Только сейчас Митя заметил, что китель на Вовке старый, весь замызганный и погоны держатся "на соплях".

- Когда это тебе так?

- Да-а, сегодня ночью заволокли в палатку, китель сняли, погоны сорвали, у них свои, гнутые - дембельские, всучили это старье и пинка под зад!

- А ты чего?

- Да ничего, утерся и пошел!

- Ты не раскисай! Нас теперь двое.

Вовка улыбнулся и хлопнул Митю по плечу:

- А я и не раскисаю. Давай лучше подумаем, где спать будем. Неизвестно еще, кто нас "купит", в некоторые районы самолеты бывают раз в неделю.

- А дорог-то нет, что ли?

- Как же, есть, только я лучше самолетом полечу…

Они разговаривали о житье-бытье, а тень за их спинами все съеживалась и съеживалась, пока не исчезла совсем, и солнце безжалостно уставилось на них.

Ноги распухли в сапогах. Мимо двигались разморенные люди с красными потными лицами; время от жары текло медленней, а иногда и совсем останавливалось, кружась желтыми песчаными смерчами на дорогах.

Митя услышал, как кто-то сидящий в голове назвал его фамилию: "Шеломов" - и потом еще раз повторил: "Шеломов!"

- Эй, ты что, заснул? - Вовка сильно тряс его за плечо. - Тебя вон майор доораться не может.

Митя с трудом поднялся на ноги и, пошатываясь, заковылял туда, где его ждали нервный майор и капитан в комбинезоне песочного цвета.

- Никак разморился на солнышке, - майор приторно улыбнулся. - Ничего, сейчас проветришься.

Майор выкрикнул еще несколько фамилий молодых сержантов, их построили, капитан забрал у них военные билеты и, показав рукой на стоящий за воротами пересылки "Урал", крикнул:

- К машине!

Все рванули к грузовику, и только Митя остался на месте. Он вдруг понял, что, не успев встретиться с Вовкой, должен расстаться с ним навсегда. Вовка все так же сидел у палатки и смотрел в его сторону.

- Товарищ капитан! - обратился Митя плачущим голосом. - Товарищ капитан! Как же так? У меня здесь друг, мы с ним полгода в учебке вместе… земляки, братья… - Митя, не зная, что бы еще придумать более веское, скорчил умоляющую рожу.

Капитан поморщился, но полез в карман:

- Ладно. Фамилия?

- Моя? - Митя задохнулся от радости. - Шеломов!

Капитан вытащил наугад военный билет:

- Казаченко!

К ним подбежал длинноногий нескладный парень в висящей мешком парадке.

- Ты остаешься, - капитан показал пальцем на одну из палаток. - Сбегай за майором, приведи его сюда. - Он повернулся к Мите. - Ну давай, показывай своего брата-акробата…

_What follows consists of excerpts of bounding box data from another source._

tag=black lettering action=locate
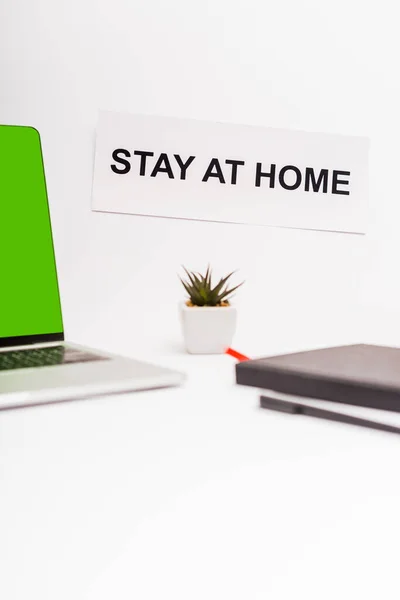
[304,167,328,194]
[203,158,225,183]
[174,154,196,179]
[150,152,174,179]
[279,165,301,190]
[225,159,244,185]
[256,163,276,187]
[133,150,154,177]
[110,148,131,175]
[332,171,350,196]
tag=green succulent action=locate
[180,267,244,306]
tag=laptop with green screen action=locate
[0,125,182,409]
[0,126,63,346]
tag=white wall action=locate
[0,0,400,355]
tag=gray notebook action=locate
[236,344,400,412]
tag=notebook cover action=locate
[236,344,400,412]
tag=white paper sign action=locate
[93,112,369,233]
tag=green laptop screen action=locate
[0,125,63,346]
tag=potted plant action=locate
[180,267,243,354]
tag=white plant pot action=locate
[181,303,237,354]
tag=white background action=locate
[0,0,400,355]
[92,111,369,233]
[0,0,400,600]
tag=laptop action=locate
[0,125,183,409]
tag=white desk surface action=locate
[0,355,400,600]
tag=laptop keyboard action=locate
[0,346,107,371]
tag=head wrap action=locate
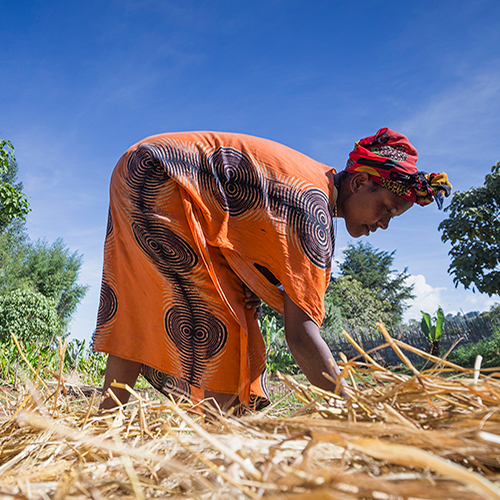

- С приездом на землю обетованную, мужики, - пошутил младший сержант, протягивая руку. - Горов. Замполит велел привести вас в модуль на пару ласковых. Так что давайте за мной.

Вслед за сержантом они зашли в длинное одноэтажное здание, которое он назвал модулем. Вдоль всего здания тянулся коридор с дверями по обе стороны.

- Назвали барак модулем и думают, что будет красивей, - шепнул Вовка.

- Помолчи, сопля, - незлобно бросил Горов и стукнул в одну из фанерных дверей. - Разрешите?

В комнате было сильно накурено. На столе валялись пустые консервные банки, корки хлеба, грязные ложки. Над столом вились мухи, наполняя комнату монотонным жужжанием. В углу около зашторенного окна лежал, уставившись в потолок, грузный, оплывший капитан и курил. Над кроватью на огромном гвозде висел автомат. Вошедших капитан будто и не заметил.

Горов кашлянул:

- Товарищ капитан, вы просили молодых привести.

- Не ори, не видишь, я мушиный хор слушаю, - капитан неловко повернулся на бок, сморщившись при этом от боли, и с любопытством посмотрел на молодых. - Фамилии?

Они назвались.

- Что, товарищи сержанты, повоевать захотелось? - подмигнул капитан.

- Мы сюда, товарищ капитан, не рвались, - ответил Вовка.

- А мне на ваше рвение наплевать! - Капитан завелся. - Придется повоевать под завязку. Полк каждый день обстреливают, иногда режут. Процентов тридцать-сорок выбивают. Живыми остаться - шансов мало, вы домой так и напишите, что, мол, не жди, мама, родного сына. - Капитан затушил окурок о спинку кровати и, повернувшись на спину, принялся разминать затекшие пальцы.

Горов уселся на стул и, вытянув из лежащей на столе пачки сигарету, закурил.

При последних словах замполита Митя почувствовал себя неуютно от родившегося где-то в спине холодка. Было видно, что Вовке и сержанту, попавшему с ними в один взвод, кажется, фамилия у него Кадчиков, тоже не по себе.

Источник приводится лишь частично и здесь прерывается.